Note that the hugely popular designation "Chrom-moly" is a reference to the fact that the steel in question has major alloying elements of Chromium and Molybdenum. 41xx and 43xx alloy steels can and frequently are both refereed to as "Chrom-Moly Steel", though obviously the 43xx also has significant Nickel added.

The Definitions

When researching, designing, or discussing any fabrication project that uses steel, you may find the flowing definitions of the properties of various steels useful.

Annealing - Applies normally to softening by changing the microstructure and is a term used to describe the heating and cooling cycle of metals in the solid state. The term annealing usually implies relatively slow cooling in carbon and alloy steels. The more important purposes for which steel is annealed are as follows: To remove stresses; to induce softness; to alter ductility, toughness, or electric, magnetic or other physical and mechanical properties; to change the crystalline structure; and to produce a definite microstructure.

Plastic Deformation - Deformation of a material that will remain permanent after removal of the load which caused it.

Quenching & tempering - procedure consisting of heating the material to the proper temperature, holding at that temperature for a sufficient time to effect the desired change in crystalline structure, and quenching in a suitable medium - water, oil or air depending on the chemical composition. After quenching, the material is reheated to a predetermined temperature below the critical range and then cooled under suitable temperatures (tempering).

Stiffness – the ability to resist deformation under load.

Strength - the ability to resist an external force or load, without deforming, breaking, or rupturing. Technically we say a material’s strength is the greatest stress it can endure without rupturing. There are many specific kinds of strength, from tensile, compressive, and shear to complicated combinations such as torsional and bending.

Stress - a force or load applied, divided by how big the part is (i.e. force per unit of cross sectional area) measured in pounds per square inch, or PSI.

Strain - a change in shape or dimension in response to a stress, usually expressed in percent elongation.

Toughness – The ability of a metal to absorb energy and deform plastically before fracturing. It is usually measured by the energy absorbed in an impact test.

Hardness – is the property of resisting penetration. Normally, the hardness of steel varies in direct proportion to its strength – the harder it is, the stronger it is, and vice-versa.

Brittleness – is the tendency of a material to fracture without changing shape. Hardness and brittleness are closely related. The harder (and therefore stronger) a metal is, the more brittle it is likely to be. Materials that are too brittle will have very poor shock load resistance.

Malleability – is the opposite of brittleness. The more malleable a material, the more readily it can be bent or otherwise permanently distorted. As hardness was closely related to strength, so then is malleability. Generally, the more malleable a metal, the weaker it is.
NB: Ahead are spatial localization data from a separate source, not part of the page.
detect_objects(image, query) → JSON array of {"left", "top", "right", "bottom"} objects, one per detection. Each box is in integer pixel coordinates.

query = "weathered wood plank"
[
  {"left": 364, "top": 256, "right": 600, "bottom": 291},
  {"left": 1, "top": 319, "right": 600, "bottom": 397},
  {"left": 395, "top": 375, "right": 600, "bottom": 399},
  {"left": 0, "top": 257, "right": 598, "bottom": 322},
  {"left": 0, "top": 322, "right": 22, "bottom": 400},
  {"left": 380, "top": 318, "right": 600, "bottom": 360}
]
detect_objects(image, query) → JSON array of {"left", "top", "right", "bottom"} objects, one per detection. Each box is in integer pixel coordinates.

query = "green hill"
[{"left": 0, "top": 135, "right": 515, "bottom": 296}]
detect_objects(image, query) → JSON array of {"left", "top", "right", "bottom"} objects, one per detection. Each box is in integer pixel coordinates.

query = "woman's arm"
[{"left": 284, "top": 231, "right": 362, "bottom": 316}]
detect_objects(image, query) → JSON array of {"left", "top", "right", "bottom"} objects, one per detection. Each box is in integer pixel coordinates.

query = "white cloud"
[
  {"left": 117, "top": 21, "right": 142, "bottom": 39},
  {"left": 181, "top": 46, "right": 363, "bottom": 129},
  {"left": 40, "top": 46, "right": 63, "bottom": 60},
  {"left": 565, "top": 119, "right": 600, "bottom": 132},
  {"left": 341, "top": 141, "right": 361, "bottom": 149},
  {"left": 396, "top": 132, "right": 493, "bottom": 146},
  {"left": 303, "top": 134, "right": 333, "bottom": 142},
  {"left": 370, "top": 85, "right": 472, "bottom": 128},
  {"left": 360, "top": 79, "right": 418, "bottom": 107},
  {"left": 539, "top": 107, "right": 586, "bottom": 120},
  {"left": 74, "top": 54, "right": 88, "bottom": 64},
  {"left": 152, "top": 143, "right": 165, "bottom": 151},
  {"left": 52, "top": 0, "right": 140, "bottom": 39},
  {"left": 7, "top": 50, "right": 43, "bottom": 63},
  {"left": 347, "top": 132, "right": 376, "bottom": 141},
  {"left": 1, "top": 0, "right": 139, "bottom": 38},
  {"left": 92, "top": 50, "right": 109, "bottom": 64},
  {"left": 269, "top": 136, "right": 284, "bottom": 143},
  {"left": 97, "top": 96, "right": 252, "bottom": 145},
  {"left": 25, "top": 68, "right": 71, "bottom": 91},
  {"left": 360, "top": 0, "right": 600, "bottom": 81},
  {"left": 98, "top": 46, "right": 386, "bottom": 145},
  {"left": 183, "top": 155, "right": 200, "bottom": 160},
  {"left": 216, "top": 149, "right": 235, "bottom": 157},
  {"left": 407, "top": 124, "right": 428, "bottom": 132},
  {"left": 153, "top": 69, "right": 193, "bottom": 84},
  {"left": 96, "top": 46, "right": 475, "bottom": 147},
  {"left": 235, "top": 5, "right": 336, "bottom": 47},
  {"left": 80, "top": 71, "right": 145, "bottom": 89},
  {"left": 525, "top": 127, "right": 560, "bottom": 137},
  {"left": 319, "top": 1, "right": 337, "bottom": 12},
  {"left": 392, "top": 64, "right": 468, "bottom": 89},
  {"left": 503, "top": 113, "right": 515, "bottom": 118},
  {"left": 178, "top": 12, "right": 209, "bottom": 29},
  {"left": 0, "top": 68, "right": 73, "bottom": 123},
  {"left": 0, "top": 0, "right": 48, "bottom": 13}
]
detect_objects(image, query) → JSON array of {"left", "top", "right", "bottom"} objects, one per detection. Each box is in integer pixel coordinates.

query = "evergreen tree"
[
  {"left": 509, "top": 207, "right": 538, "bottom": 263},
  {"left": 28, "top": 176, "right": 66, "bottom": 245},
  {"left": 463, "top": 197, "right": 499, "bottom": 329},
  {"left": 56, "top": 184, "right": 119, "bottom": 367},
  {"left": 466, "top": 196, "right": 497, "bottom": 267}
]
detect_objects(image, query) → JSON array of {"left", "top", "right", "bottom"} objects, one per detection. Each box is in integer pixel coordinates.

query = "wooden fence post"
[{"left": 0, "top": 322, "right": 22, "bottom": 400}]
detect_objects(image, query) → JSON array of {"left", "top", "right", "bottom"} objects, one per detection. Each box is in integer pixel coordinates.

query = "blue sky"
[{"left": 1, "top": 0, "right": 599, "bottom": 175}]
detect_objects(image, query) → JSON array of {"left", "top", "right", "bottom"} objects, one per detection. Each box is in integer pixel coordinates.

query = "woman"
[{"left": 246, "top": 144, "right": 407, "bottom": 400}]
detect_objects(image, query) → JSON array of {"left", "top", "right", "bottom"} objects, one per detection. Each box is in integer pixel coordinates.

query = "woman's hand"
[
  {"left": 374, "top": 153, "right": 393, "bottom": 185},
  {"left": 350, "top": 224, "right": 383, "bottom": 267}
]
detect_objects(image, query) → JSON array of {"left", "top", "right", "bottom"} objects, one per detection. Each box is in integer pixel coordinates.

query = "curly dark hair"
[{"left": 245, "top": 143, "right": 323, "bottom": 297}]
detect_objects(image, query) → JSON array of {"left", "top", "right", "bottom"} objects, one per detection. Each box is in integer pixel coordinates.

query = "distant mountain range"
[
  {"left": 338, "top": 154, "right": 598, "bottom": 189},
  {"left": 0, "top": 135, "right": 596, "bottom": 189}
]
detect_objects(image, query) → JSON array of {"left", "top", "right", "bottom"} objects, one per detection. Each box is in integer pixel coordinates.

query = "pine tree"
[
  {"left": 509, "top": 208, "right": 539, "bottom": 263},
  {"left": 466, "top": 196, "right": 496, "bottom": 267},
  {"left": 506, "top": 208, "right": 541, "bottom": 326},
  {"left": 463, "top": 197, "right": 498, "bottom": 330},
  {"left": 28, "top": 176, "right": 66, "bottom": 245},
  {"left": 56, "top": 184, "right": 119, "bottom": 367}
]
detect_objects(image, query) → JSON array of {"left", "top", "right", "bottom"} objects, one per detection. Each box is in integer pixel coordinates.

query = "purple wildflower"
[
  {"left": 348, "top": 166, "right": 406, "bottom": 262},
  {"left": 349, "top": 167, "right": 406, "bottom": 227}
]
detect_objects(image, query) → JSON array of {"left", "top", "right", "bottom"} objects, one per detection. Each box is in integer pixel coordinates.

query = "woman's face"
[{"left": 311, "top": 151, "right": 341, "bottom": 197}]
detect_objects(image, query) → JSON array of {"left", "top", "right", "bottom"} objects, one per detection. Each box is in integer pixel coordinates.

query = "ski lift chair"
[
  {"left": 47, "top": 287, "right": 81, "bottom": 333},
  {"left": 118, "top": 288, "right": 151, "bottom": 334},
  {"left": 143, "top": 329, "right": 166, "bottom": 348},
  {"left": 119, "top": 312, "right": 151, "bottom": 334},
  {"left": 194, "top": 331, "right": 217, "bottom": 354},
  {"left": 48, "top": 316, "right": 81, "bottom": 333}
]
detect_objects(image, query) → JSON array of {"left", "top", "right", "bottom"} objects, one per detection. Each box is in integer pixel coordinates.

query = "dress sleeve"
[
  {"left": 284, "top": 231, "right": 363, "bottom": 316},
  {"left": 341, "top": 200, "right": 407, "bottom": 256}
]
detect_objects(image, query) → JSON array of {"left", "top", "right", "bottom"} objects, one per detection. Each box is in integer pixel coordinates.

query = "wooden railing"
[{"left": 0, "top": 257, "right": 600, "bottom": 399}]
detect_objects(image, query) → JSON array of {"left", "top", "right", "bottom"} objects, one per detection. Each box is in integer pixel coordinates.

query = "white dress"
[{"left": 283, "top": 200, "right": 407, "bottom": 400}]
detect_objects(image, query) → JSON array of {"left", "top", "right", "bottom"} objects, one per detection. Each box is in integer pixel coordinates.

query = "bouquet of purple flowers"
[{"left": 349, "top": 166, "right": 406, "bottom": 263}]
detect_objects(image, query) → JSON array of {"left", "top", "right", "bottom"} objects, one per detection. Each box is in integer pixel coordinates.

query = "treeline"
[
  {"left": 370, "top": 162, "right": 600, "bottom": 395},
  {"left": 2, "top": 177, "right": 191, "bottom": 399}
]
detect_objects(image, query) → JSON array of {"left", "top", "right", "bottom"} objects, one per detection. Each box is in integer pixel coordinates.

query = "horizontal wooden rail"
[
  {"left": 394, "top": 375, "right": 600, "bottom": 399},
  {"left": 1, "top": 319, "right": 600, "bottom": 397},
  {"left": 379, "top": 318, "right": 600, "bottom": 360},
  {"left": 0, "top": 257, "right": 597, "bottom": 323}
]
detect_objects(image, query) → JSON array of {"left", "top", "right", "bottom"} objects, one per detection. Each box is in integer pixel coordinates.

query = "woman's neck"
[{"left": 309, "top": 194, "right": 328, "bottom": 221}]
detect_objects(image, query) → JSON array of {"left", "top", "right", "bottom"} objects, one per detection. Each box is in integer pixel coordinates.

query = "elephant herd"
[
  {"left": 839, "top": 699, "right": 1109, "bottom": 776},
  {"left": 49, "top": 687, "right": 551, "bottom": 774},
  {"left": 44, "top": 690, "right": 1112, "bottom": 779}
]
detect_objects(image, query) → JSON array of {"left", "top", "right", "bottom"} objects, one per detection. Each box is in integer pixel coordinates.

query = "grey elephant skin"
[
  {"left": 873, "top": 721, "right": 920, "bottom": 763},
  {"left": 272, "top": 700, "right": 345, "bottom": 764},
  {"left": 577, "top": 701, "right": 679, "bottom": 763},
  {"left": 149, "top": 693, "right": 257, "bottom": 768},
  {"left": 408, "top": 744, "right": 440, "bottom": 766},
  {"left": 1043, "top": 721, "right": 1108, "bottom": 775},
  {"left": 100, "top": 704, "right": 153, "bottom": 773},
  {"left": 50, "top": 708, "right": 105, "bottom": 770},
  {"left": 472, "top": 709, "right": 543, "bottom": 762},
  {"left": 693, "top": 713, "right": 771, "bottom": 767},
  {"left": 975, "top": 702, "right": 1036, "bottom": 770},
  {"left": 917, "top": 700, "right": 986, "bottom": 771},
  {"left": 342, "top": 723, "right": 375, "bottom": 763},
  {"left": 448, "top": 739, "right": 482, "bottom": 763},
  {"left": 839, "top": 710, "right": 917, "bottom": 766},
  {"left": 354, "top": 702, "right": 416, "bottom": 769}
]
Ductility – much like malleability, ductility is the ability of the material to be drawn (stretched out) into thin sections without breaking. The harder and stronger a metal is, the less ductile, and vice versa.

Yield Strength - The point at which a material exhibits a strain increase without increase in stress. This is the load at which a material has exceeded its elastic limit and becomes permanently deformed. Stress corresponding to some fixed permanent deformation such as .1 or.2% offset from the modulus or elastic slope.